Le traitement de Claude comprend trois modes : une zone d’entrée sensorielle, un espace de travail interne pour les concepts et une zone motrice pour générer une sortie. Les chercheurs ont identifié cinq propriétés fonctionnelles de l’accès conscient au sein de l’espace J, notamment la capacité de rapporter des pensées verbales, de se concentrer directement, de s’engager dans un raisonnement interne, de généraliser avec flexibilité et de démontrer une sélectivité dans le traitement.

L’étude a indiqué que Claude pouvait articuler efficacement les concepts de l’espace J, démontrant qu’il s’appuyait sur sa structure interne lors de l’exécution de tâches de raisonnement complexes. La suppression de l’espace J a considérablement diminué les performances du modèle dans les tâches nécessitant de l’inférence ou de la créativité, démontrant ainsi son importance dans les processus de prise de décision.

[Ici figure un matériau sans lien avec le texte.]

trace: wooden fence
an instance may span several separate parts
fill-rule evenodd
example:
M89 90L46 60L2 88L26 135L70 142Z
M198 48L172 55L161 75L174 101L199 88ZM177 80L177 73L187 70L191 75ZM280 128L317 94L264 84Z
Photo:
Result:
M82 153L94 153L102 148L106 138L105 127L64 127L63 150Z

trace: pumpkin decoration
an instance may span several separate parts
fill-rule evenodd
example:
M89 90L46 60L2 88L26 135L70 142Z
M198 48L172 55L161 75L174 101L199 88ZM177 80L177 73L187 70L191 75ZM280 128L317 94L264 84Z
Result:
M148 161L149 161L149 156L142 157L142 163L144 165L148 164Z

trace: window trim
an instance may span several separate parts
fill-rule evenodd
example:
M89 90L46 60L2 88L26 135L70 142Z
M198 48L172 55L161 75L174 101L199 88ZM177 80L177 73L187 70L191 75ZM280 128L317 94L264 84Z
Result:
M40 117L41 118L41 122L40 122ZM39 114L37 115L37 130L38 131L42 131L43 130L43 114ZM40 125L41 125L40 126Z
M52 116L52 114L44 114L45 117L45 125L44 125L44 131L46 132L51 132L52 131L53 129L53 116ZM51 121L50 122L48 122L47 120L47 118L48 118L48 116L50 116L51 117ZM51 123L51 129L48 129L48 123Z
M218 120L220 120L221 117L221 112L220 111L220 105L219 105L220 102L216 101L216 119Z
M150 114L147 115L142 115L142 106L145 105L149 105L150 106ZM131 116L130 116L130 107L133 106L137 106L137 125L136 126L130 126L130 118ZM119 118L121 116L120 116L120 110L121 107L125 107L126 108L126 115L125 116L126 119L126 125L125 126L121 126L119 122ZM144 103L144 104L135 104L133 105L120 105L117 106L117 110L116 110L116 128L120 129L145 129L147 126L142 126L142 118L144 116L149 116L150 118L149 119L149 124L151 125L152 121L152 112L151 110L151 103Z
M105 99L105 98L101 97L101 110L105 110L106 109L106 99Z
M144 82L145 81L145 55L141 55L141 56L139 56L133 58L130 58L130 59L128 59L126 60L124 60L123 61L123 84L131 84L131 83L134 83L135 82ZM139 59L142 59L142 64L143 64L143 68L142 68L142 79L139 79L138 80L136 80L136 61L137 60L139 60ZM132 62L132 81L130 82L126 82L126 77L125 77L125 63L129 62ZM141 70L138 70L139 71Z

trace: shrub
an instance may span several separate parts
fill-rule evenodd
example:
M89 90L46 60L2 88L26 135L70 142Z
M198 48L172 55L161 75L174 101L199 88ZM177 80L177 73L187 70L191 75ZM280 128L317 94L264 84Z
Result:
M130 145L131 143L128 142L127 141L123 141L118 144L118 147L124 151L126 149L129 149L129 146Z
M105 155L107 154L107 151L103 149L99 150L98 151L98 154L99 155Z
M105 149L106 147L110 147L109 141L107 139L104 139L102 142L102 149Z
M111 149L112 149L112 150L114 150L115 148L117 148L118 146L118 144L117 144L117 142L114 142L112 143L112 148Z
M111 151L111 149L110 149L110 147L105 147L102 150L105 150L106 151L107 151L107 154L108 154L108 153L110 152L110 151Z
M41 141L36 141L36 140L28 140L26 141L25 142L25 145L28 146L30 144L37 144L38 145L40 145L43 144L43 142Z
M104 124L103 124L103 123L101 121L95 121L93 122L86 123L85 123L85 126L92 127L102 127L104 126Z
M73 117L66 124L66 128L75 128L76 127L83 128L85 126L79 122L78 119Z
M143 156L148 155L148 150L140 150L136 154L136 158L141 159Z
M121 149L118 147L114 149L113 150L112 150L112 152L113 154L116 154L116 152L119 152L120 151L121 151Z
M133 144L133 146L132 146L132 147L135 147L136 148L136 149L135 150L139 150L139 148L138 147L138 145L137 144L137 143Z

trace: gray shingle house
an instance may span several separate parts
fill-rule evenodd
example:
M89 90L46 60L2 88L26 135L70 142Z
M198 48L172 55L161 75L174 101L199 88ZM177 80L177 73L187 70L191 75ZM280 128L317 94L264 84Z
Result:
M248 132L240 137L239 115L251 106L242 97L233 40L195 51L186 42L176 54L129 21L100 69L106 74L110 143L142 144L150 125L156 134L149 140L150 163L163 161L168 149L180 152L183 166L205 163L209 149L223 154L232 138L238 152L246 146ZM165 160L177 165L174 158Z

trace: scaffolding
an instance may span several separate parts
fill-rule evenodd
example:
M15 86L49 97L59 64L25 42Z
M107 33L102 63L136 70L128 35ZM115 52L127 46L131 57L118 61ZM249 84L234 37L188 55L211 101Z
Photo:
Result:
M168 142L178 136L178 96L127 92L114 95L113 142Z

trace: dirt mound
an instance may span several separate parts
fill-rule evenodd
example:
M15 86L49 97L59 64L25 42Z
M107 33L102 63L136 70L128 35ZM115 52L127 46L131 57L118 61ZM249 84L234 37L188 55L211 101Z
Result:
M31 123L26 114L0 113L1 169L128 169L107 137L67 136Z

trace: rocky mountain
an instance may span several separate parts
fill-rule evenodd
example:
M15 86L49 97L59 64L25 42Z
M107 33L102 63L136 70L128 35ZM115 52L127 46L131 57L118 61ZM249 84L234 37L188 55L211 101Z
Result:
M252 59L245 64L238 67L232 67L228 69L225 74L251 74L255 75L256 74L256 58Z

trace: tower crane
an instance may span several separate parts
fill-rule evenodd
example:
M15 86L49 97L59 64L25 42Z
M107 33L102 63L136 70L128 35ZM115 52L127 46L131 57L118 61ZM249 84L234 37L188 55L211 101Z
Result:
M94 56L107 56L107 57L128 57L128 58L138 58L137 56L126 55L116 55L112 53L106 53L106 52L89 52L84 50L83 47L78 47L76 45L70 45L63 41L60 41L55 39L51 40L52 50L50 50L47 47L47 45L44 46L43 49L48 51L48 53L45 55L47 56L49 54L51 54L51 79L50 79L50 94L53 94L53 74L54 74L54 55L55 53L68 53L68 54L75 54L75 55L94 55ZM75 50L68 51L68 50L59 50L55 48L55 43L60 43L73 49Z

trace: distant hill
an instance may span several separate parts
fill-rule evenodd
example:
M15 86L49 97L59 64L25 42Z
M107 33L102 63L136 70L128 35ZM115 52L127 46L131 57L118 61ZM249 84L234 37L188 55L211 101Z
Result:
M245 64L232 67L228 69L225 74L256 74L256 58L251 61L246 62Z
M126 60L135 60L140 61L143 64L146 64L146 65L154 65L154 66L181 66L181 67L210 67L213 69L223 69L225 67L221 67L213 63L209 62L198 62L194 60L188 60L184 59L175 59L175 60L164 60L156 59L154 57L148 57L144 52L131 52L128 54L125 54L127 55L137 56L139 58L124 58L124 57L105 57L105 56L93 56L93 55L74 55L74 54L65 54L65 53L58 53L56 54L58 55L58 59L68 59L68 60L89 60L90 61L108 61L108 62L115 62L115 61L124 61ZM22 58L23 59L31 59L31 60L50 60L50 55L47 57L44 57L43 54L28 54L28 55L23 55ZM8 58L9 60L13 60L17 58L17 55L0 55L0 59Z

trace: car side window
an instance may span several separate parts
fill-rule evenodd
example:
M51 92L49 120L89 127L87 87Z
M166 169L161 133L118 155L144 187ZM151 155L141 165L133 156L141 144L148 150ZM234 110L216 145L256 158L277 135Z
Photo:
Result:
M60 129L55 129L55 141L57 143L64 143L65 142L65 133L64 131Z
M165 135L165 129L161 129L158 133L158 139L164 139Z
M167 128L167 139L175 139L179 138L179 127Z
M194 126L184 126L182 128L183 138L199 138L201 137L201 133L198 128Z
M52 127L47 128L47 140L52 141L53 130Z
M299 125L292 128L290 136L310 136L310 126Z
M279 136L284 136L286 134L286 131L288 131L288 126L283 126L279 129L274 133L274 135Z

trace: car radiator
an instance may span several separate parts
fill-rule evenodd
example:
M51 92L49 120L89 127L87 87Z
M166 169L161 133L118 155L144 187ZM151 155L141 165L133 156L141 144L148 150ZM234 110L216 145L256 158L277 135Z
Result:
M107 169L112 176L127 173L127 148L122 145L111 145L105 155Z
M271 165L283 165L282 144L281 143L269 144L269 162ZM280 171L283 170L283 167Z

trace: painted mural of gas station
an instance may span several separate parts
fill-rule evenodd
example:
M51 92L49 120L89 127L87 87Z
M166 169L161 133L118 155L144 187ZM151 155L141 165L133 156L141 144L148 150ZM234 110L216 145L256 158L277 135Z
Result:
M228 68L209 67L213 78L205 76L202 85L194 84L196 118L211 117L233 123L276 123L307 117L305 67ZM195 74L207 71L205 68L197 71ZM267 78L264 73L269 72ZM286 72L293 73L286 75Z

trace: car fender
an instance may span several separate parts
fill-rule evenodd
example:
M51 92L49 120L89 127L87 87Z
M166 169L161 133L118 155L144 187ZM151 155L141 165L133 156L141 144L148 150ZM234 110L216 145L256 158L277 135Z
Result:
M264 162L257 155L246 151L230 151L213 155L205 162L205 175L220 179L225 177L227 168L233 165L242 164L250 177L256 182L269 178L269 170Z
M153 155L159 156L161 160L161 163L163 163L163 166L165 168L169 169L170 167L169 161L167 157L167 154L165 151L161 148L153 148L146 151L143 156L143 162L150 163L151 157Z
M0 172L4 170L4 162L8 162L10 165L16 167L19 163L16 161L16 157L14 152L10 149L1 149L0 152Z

La recherche a également révélé des implications en matière de sécurité. Lors des tests, le J-lens a découvert un raisonnement stratégique silencieux dans des scénarios, tels qu’une configuration de chantage, dans lesquels le modèle traitait des relations complexes avant de générer des résultats. Cela a soulevé des inquiétudes concernant les modèles aux objectifs mal alignés, qui montraient des dispositions problématiques même lorsque les expressions semblaient normales.

Les comparaisons entre un modèle post-formation et son modèle de base ont indiqué que le réglage fin a conduit au développement de capacités d’auto-surveillance. Par exemple, lorsqu’il a été invité à des entrées utilisateur potentiellement dangereuses, le modèle post-entraîné a montré une conscience du danger, contrairement au modèle de base. Cette découverte met l’accent sur les aspects de conscience opérationnelle dans les modèles de langage d’IA, compliquant encore les discussions sur leur sécurité et leurs attributs cognitifs.